Quel traitement pour quel cancer?

L’immunothérapie est un secteur de recherche très actif. Il existe plusieurs types de traitements pour un même cancer et pour différents cancers. Il est donc important de ne pas comparer le traitement proposé avec celui proposé à une autre personne car chaque traitement est choisi en fonction des différentes caractéristiques de la cellule cancéreuse. C’est pourquoi l’immunothérapie est considérée comme une médecine de précision ou personnalisée.

En oncologie, toutes les options de traitement, incluant l'immunothérapie, sont discutées au sein d’une équipe multidisciplinaire afin d'offrir le meilleur plan de traitement. La décision finale est discutée avec le patient après lui avoir expliqué les bienfaits attendus de même que les effets indésirables et les risques potentiels.


Administration d'une immunothérapie

L'immunothérapie peut être administrée de différentes manières :
  • Par voie sous-cutanée (S/C) (sous la peau),
  • Par voie intraveineuse (I/V) (dans une veine),
  • Par voie intralésionnelle (directement dans la tumeur), l’interleukine 2,
  • Sous forme de préparation ophtalmique (pour les yeux), l’interféron A,
  • Par voie intra-vésicale (dans la vessie), le BCG.
La majorité des médicaments d’immunothérapie de nouvelle génération sont administrés par voie intraveineuse (I/V) sous forme de perfusion dont la durée varie de 30 à 60 minutes. Ces médicaments seront administrés toutes les deux, trois ou quatre semaines. Plusieurs peuvent être administrés en clinique de chimiothérapie externe. D'autres nécessitent une hospitalisation pour une surveillance accrue. Les traitements se déroulent selon un protocole d'administration préétabli adapté à la condition de la personne à traiter. Le mot cycle est utilisé pour parler d'une séance de traitement à l'intérieur du protocole de traitement. Chaque cycle comprend le temps d'administration de même que la période de récupération. Une immunothérapie peut être donnée comme traitement unique mais elle peut aussi être combinée à une autre immunothérapie ou à d’autres types de traitements comme la chimiothérapie, les thérapies ciblées et la radiothérapie.

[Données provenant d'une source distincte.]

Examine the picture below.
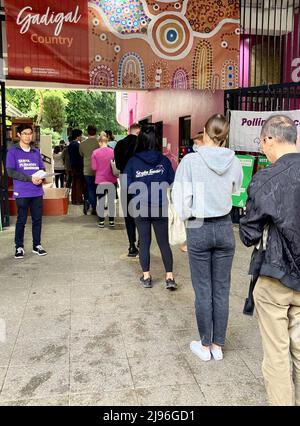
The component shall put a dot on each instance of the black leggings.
(59, 178)
(160, 225)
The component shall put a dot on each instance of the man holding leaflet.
(22, 162)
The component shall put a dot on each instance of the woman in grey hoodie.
(203, 187)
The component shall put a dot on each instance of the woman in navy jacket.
(149, 174)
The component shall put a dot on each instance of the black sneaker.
(146, 282)
(133, 251)
(19, 253)
(39, 251)
(170, 284)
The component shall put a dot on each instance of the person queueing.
(148, 169)
(59, 167)
(105, 180)
(76, 161)
(22, 162)
(123, 151)
(204, 183)
(86, 148)
(273, 207)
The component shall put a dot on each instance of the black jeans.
(160, 225)
(129, 220)
(211, 248)
(106, 190)
(35, 204)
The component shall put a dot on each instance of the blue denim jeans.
(91, 190)
(35, 204)
(211, 250)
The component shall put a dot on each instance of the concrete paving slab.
(182, 395)
(45, 327)
(166, 370)
(40, 351)
(129, 345)
(96, 348)
(232, 368)
(39, 402)
(230, 393)
(106, 324)
(100, 376)
(35, 381)
(150, 345)
(126, 397)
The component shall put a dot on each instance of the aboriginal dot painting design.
(124, 16)
(229, 75)
(180, 79)
(171, 36)
(131, 72)
(215, 85)
(158, 75)
(102, 76)
(184, 44)
(157, 7)
(205, 15)
(202, 65)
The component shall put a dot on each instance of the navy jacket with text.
(274, 200)
(150, 168)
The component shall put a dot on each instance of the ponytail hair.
(217, 128)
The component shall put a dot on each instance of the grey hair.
(281, 128)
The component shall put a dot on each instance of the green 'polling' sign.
(247, 162)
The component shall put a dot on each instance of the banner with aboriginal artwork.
(127, 44)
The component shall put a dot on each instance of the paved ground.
(81, 331)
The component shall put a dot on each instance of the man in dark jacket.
(274, 202)
(124, 150)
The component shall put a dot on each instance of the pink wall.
(169, 105)
(244, 61)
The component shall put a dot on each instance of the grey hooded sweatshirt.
(205, 181)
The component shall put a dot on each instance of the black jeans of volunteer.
(211, 246)
(35, 204)
(106, 191)
(160, 226)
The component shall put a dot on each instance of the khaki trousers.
(278, 310)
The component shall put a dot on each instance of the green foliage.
(92, 107)
(54, 112)
(52, 109)
(55, 136)
(23, 99)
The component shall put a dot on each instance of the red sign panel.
(48, 40)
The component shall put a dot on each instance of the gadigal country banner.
(245, 128)
(47, 40)
(132, 44)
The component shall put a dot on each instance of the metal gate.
(276, 97)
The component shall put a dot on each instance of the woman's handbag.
(114, 169)
(177, 233)
(257, 258)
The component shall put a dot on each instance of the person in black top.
(124, 150)
(76, 162)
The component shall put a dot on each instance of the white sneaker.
(216, 353)
(200, 351)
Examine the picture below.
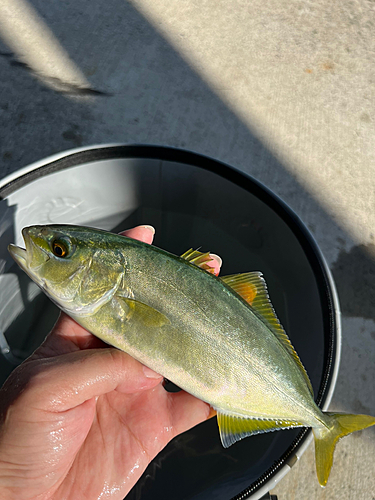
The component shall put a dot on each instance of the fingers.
(187, 411)
(64, 382)
(215, 263)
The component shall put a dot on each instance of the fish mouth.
(24, 256)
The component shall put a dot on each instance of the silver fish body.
(199, 331)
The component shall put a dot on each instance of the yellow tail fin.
(326, 439)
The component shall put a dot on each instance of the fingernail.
(150, 228)
(150, 373)
(217, 258)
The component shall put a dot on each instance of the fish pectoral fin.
(133, 310)
(233, 428)
(199, 259)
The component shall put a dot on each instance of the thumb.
(64, 382)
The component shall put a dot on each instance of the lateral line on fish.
(256, 363)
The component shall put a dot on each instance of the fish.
(217, 338)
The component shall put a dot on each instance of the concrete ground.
(283, 90)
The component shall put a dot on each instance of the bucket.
(192, 201)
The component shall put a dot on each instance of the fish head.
(74, 266)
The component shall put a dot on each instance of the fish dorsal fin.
(243, 285)
(234, 428)
(199, 259)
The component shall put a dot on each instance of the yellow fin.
(234, 428)
(326, 439)
(244, 284)
(199, 259)
(262, 305)
(133, 310)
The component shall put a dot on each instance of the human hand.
(79, 419)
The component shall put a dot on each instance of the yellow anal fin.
(233, 429)
(326, 439)
(243, 284)
(246, 284)
(133, 310)
(199, 259)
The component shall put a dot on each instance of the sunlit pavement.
(283, 90)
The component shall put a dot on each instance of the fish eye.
(60, 248)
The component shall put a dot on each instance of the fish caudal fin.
(326, 439)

L’équipe de traitement en oncologie assure un suivi étroit concernant la tolérance au traitement et la gestion des effets indésirables. Des précautions sont prises pour assurer ce suivi : l’oncologue fait des visites régulières et des examens sanguins sont faits avant chaque traitement pour mesurer divers paramètres comme le taux d’hémoglobine ou de globules blancs. Selon le résultat des prises de sang ou selon les effets indésirables ressentis lors du traitement précédent, le traitement pourrait être retardé. En cas d’intolérance sévère, le traitement peut être arrêté temporairement ou définitivement et remplacé par un autre.

Des examens tels que la tomodensitométrie (TDM, TACO, scanner, IRM) sont régulièrement prescrits en cours de traitement afin de vérifier l’efficacité du traitement ou en fonction des symptômes ou effets indésirables ressentis.

Une rencontre prétraitement est généralement planifiée avec un pharmacien en oncologie. Cet intervenant fera un bilan de la médication courante incluant les produits naturels. Souvent, les produits naturels sont déconseillés lors des traitements contre le cancer, car ils peuvent diminuer l’efficacité du traitement. Le pharmacien donnera au besoin des consignes claires sur ces produits.

Puisqu’il n’existe que très peu d’études concernant l’immunothérapie et la grossesse, ces traitements sont encore incompatibles.

L’utilisation d’une méthode de contraception est fortement recommandée pour tout individu ayant des relations sexuelles, pendant toute la durée du traitement et jusqu’à cinq mois après l’arrêt du traitement. Par ailleurs, l’allaitement est également déconseillé pendant toute la durée des traitements.